Tak perlu lama, saya langsung mengcapture penjelasan tersebut lalu membaginya di WA Grup tadi. Tak beberapa lama, saya juga lalu memposting berita tentang ancaman hukuman bagi penyebar hoax yang mencapai 1 miliar rupiah. Tentu berita ini saya ambil dari media online kredibel.
Tak cukup sampai disitu, saya juga memosting tentang ancaman UU ITE bagi siapa yang dengan sengaja menyebarkan identitas orang tanpa dapat dipertanggungjawabkan.
WA Grup itu lalu beranjak sepi karena beberapa postingan saya.
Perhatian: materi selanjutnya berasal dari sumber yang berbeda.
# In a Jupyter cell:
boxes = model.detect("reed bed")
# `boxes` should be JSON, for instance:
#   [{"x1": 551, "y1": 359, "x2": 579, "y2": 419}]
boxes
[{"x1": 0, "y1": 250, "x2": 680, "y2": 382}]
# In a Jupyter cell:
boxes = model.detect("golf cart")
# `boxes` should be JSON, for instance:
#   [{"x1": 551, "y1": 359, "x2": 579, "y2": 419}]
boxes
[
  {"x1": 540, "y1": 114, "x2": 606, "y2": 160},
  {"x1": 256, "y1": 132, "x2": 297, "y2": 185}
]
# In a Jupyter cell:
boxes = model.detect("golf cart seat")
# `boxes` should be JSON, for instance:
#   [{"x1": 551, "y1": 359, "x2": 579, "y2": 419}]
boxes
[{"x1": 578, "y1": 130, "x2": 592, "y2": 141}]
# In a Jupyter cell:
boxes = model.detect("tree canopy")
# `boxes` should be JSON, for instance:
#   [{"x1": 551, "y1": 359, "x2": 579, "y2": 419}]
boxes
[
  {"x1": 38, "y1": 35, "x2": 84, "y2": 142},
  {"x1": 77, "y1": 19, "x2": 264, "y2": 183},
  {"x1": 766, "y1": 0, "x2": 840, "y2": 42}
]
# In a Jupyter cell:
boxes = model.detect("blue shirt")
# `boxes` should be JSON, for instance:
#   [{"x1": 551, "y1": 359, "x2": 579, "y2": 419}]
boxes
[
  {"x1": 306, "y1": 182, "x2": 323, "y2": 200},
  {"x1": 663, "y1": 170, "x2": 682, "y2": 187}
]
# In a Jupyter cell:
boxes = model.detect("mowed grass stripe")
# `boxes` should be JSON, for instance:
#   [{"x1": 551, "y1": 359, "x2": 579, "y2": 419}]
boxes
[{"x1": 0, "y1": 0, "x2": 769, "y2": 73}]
Si penyebar awal tidak lagi merespon, tidak bisa menuliskan apa-apa, mungkin sudah merasa bersalah.
Saya lalu menuliskan "kita perlu lebih berhati-hati menjaga jari jemari kita apalagi berkaitan dengan isu sevital Corona ini".
Saya pikir memang diperlukan keberanian untuk menghardik di grup WA untuk hal-hal seperti ini, tak peduli usia atau saling menghormati di dalamnya. Soal penyebaran hoax, tidak boleh ada kompromi.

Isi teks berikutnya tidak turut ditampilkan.